Conversely, sequential MRI often shows that acute-phase lesions rarely shrink or disappear completely, with most persisting for 6 months to 2 years. Miller et al. reported one case where the pontine abnormality decreased in size after six months, while another showed no change. In our patient, shrinkage was evident on the one-month follow-up MRI, and the lesion was reduced by more than half after one year. Therefore, long-term MRI observation in CPM is considered to reflect acute-phase edema, subacute-phase demyelination, and chronic-phase gliosis, which is crucial for differential diagnosis. From this perspective, CPM's MRI appearance can mimic cerebral infarction, metastatic or glial tumors, multiple sclerosis, encephalitis, and post-chemoradiation changes.
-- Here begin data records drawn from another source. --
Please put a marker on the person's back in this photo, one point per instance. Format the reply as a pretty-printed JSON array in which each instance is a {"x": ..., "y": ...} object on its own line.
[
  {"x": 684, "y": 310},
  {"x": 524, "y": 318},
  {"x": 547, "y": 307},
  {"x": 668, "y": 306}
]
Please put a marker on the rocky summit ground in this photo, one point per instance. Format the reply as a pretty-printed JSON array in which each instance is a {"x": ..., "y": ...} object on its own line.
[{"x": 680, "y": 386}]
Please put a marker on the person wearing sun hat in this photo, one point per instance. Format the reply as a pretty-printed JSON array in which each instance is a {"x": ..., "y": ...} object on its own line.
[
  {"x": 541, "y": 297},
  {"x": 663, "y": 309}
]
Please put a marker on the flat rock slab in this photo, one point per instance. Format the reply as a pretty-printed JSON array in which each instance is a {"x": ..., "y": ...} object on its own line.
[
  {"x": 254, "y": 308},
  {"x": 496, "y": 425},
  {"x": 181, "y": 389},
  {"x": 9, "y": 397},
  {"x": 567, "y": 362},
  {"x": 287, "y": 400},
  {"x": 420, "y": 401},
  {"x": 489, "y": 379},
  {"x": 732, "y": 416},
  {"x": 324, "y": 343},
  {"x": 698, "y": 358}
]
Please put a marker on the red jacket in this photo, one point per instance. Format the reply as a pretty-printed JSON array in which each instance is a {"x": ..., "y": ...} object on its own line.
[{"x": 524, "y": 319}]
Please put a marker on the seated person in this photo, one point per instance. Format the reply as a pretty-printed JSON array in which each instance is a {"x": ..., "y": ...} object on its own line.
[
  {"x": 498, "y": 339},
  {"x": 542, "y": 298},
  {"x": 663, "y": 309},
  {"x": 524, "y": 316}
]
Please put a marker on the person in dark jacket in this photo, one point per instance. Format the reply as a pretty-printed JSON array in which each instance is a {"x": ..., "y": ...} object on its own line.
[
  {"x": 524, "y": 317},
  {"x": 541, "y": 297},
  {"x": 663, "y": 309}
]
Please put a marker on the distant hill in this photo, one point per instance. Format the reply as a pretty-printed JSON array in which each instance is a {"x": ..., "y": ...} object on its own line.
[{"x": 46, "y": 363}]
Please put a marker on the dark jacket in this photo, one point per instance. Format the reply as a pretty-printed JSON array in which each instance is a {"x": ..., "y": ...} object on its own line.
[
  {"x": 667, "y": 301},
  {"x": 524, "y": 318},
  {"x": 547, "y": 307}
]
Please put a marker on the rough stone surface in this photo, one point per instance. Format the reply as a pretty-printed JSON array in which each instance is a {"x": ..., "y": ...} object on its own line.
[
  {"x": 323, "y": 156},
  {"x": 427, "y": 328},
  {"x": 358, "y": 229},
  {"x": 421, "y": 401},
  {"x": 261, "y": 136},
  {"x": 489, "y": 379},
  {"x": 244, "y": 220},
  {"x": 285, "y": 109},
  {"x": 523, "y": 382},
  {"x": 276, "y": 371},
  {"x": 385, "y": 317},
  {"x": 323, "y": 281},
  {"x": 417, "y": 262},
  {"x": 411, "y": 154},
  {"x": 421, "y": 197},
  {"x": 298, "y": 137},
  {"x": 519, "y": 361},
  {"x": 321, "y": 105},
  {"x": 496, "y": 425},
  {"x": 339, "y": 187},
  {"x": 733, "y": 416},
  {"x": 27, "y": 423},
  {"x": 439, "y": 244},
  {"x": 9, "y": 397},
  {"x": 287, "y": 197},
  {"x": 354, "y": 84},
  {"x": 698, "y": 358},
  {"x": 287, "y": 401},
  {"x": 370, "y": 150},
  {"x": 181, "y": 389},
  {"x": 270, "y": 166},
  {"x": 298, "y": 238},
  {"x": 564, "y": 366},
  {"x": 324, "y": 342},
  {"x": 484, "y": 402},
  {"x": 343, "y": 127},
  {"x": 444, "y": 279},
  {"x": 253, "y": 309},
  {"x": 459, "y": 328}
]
Differentiation from tumors is based on the lack of mass effect; from multiple sclerosis by the larger, solitary lesion; and from infarction by the sparing of corticospinal tracts. However, as Kleinschmidt-DeMasters et al. also reported in 8 autopsy-confirmed asymptomatic CPM cases—all featuring small central pontine lesions—and as Koch et al. emphasized, differentiation from infarction can be most challenging, underscoring the importance of clinical context and sequential MRI observation.
Additionally, while most reported cases, including ours, show no Gd-DTPA enhancement, Koch et al. reported a case with symmetric central pontine lesions demonstrating ring-like peripheral enhancement. They proposed a mechanism similar to that in multiple sclerosis: transient blood-brain barrier disruption at the interface between demyelinated lesions and normal brain. Furthermore, while lesion size often correlates with clinical severity, our patient showed rapid neurological recovery after initiating HBOT despite a large initial lesion sparing only the pontine margins. This is more easily understood if the acute pathology is primarily edema.
Finally, there are scarce reports on specific treatments for CPM, with management primarily focused on the underlying condition. While steroid pulse therapy has been reported as effective, to the best of our knowledge at the time of writing (1999), there were no published case reports on HBOT for CPM. HBOT is considered beneficial for cerebral infarction, and our institution has observed positive outcomes in minor stroke cases. Although the exact mechanism remains unclear, HBOT is also reported to be effective for cerebral edema associated with various conditions. Therefore, if the acute phase of CPM is indeed characterized by edema, HBOT may hold promise as a future therapeutic intervention for CPM.